Forse non tutti sanno che Dino Campana ebbe vita travagliata. Nacque a Marradi, paesino in provincia di Firenze, in Toscana, nel 1885. Nel 1913, a circa ventotto anni, consegnò un manoscritto ad Ardengo Soffici e a Giovanni Papini direttori entrambi della rivista “Lacerba”, manoscritto che purtroppo andò perduto, dimodoché nel 1914 il poeta iniziò a riscriverlo. Dino Campana aveva infatti ingenuamente consegnato a Soffici e a Papini l’unica copia esistente del testo. Il manoscritto fu ritrovato in una casa di Ardengo Soffici solo cinquant’anni dopo, nel 1971. Il poeta soffrì molto di questa perdita.
Ebbe una storia d’amore con Rina Faccio, in arte Sibilla Aleramo, avvenuta tra il 1916 e il 1917, un anno prima di finire nel manicomio di Castel Pulci, la quale fu tumultuosa, impetuosa e violenta. Tra l'altro Sibilla Aleramo lo tradì anche con Giovanni Papini e Ardengo Soffici.

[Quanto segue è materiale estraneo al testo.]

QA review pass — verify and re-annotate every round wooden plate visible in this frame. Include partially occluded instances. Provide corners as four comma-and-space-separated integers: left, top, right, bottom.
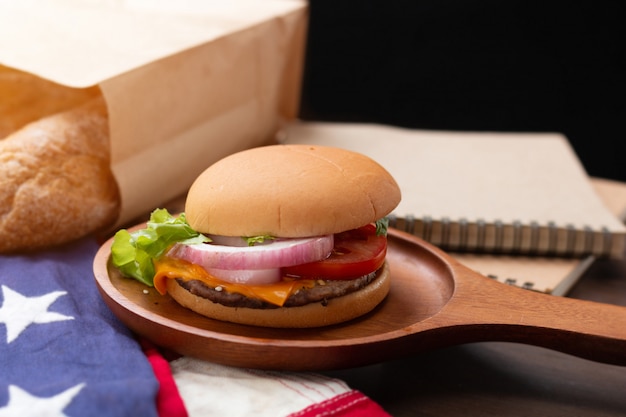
94, 229, 626, 370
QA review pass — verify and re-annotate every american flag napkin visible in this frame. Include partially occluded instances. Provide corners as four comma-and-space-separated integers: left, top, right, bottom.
0, 238, 389, 417
0, 239, 159, 417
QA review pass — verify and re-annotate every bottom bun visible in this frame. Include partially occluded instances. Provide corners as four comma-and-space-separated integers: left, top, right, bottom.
167, 262, 391, 328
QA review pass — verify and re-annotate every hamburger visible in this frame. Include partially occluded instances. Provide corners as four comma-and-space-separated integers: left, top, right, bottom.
111, 145, 401, 328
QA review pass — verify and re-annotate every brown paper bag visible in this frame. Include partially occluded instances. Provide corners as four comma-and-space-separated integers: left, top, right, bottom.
0, 0, 307, 224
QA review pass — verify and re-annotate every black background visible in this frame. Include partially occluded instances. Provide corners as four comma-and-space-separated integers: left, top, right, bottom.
300, 0, 626, 181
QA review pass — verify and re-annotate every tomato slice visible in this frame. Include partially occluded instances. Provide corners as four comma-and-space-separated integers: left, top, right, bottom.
282, 225, 387, 279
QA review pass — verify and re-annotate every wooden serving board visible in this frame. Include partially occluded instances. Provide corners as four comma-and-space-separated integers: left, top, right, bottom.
94, 229, 626, 370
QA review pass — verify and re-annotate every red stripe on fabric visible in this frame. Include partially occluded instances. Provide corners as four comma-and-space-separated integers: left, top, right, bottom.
140, 340, 189, 417
288, 390, 391, 417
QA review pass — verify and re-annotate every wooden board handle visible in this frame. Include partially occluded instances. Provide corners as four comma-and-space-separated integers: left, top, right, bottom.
433, 261, 626, 365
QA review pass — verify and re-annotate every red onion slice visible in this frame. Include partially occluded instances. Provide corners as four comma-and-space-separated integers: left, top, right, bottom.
167, 235, 334, 270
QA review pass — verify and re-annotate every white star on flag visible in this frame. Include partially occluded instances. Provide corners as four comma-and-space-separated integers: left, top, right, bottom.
0, 285, 74, 343
0, 384, 85, 417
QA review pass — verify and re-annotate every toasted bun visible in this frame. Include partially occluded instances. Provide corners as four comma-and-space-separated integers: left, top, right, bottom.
167, 262, 390, 328
185, 145, 400, 237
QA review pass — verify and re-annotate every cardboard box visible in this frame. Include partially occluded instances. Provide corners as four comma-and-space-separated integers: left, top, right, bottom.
0, 0, 308, 224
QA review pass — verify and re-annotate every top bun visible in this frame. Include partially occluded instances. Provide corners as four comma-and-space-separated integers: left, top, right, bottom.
185, 145, 400, 237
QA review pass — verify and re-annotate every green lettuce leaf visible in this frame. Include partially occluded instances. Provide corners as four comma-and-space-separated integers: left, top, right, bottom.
111, 209, 210, 286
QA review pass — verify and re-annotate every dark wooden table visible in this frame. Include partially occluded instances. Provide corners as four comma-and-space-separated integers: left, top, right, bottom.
328, 260, 626, 417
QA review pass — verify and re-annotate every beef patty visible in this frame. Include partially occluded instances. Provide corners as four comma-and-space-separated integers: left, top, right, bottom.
171, 270, 380, 308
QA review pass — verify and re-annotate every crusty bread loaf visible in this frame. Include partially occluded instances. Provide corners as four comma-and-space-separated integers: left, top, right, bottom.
0, 96, 120, 252
166, 263, 391, 328
0, 65, 100, 139
185, 145, 400, 237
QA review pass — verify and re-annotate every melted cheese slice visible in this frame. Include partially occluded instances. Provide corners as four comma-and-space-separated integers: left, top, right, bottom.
154, 257, 315, 306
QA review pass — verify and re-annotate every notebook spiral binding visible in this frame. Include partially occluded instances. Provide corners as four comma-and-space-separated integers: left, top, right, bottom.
388, 214, 614, 257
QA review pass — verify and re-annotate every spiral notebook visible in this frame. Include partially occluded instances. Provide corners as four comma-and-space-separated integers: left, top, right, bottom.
279, 122, 626, 258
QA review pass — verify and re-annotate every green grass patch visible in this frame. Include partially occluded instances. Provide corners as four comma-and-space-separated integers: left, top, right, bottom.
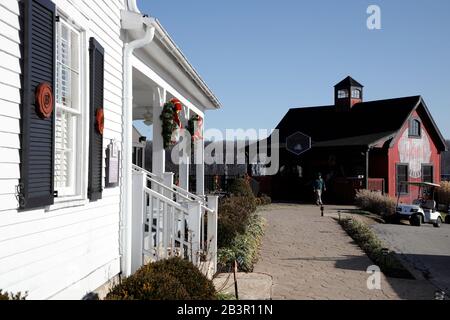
339, 218, 414, 279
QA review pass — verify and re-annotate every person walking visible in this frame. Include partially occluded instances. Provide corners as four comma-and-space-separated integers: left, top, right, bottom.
314, 173, 327, 206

Nel 1914 uscì per Ravagli la prima edizione dei "Canti Orfici" nata sulle ceneri del precedente manoscritto, andato smarrito, dal titolo "Il più lungo giorno". Era un’edizione zeppa di errori e benché Dino tentasse di vendere personalmente le copie nei caffè e per strada, i risultati furono scadenti. Solo nel 1928 – quattro anni prima della morte dell’autore – la casa editrice Vallecchi fece uscire una seconda edizione. Non chiese alcun permesso a Campana, del resto ricoverato in manicomio e ritenuto ormai incapace di intendere e di volere. Anche questa edizione del ’28 risultò densa di refusi, storpiature, lacune. Nel 1941 uscirono altre edizioni dei Canti Orfici. Solo in seguito, soprattutto grazie a Montale e a Luzi, si procedette alla riabilitazione della figura di Dino Campana come poeta.
Nei leggii sono riportate notizie, spiegazioni, foto e parte dei testi poetici che fanno riferimento ai ricordi, al paesaggio, agli elementi della natura, agli scenari urbani di cui Campana parla nei Canti Orfici.
Marradi, nonostante gli eventi bellici e le inevitabili modifiche del tempo, ha lo stesso sapore del passato, immutati sono rimasti infatti i suoi emblemi: il castello, la cupola rossa con il leone, il fiume Lamone che “si snoda per la valle” e “trascorre le mura nere” del convento.